Male scent structures from abdomen of Pyralidae have many descriptive terms, such as coremata (Bradley 1968; Bradley 1969), corema (Wang & Song 1985 ), scale tufts (Mutuura & Munroe 1974; Ren & Li 2006), hair pencils (Sasaerila et al. 2003), culcita (Ren et al. 2011; Liu & Li 2012), scale brushes (Simonsen & Roe 2009). In this paper, we adopt the Simonsen s term and describe the scale brushes structure of D. rubella in detail. Simonsen & Roe (2009) examined structural morphology of scale brushes within the genus Dioryctria and two closely related genera by the scanning electron microscopy. Though variable in size and shape, the scale brushes of these species are clearly comprised by overlapped scales except for Pyla criddlella, which only has a pair latero-ventral scale tufts on the 8th sternite. The ultrastructures of the scale brushes are diversiform in species of genus Dioryctria and Sciota. There existed numerous pores on the cuticula of the scale brushes in Sciota termitalis, D. pseudotsugella and D. fordi, and some secretions were found around the pores (Simonsen & Roe 2009). They suggested that the scale brushes of these species might have excretory functions. The pores are neither found in D. rubella, nor in D. abietivorella, D. auranticella, and D. yiai, which may imply that the scale brushes only function to emit sex pheromone in these species. Whether the vesiculose membranes associated with the scale brushes in D. rubella have the excretory function of sex pheromone still need to be investigated.

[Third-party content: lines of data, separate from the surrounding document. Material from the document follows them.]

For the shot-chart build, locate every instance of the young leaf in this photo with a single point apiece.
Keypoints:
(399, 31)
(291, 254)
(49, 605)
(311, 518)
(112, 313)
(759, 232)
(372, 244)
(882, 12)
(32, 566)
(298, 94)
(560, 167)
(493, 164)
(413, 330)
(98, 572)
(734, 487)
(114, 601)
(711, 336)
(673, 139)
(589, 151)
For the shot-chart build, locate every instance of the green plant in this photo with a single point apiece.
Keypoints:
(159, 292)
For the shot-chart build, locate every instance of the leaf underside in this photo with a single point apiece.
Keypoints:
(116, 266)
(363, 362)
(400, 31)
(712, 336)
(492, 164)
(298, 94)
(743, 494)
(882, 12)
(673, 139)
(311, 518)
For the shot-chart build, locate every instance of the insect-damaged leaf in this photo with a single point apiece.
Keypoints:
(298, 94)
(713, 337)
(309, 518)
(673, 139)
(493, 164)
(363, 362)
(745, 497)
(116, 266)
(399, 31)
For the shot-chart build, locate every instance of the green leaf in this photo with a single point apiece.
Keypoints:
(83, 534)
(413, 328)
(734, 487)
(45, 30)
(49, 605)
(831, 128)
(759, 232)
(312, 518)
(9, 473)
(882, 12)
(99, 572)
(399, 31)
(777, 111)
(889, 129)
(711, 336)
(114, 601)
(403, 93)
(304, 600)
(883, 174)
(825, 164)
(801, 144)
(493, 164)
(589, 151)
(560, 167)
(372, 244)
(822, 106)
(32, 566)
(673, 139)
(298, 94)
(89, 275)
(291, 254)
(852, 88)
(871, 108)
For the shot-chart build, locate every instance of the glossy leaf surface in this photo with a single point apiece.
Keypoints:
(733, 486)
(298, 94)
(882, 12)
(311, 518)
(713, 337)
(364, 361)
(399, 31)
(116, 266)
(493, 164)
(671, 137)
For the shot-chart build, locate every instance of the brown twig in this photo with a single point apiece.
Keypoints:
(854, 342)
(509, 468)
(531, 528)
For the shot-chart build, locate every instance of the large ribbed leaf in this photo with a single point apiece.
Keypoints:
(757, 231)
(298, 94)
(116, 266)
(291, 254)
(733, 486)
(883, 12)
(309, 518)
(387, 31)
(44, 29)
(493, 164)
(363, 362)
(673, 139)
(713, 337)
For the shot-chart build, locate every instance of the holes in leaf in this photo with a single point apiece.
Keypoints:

In some Pyralidae species, sex pheromone is emitted from the scale brushes when the male is close to the female (Phelan & Baker 1990). During the study on the reproductive behavior of D. rubella, we found that some females ran after the males. Whether male sex pheromone exists in D. rubella still need to be further studied. Phelan & Baker (1990) suggested that male species equipped with well-developed scale brushes exhibited a more complex, interactive courtship sequence. It may imply a higher sequence of courtship behavior in D. rubella.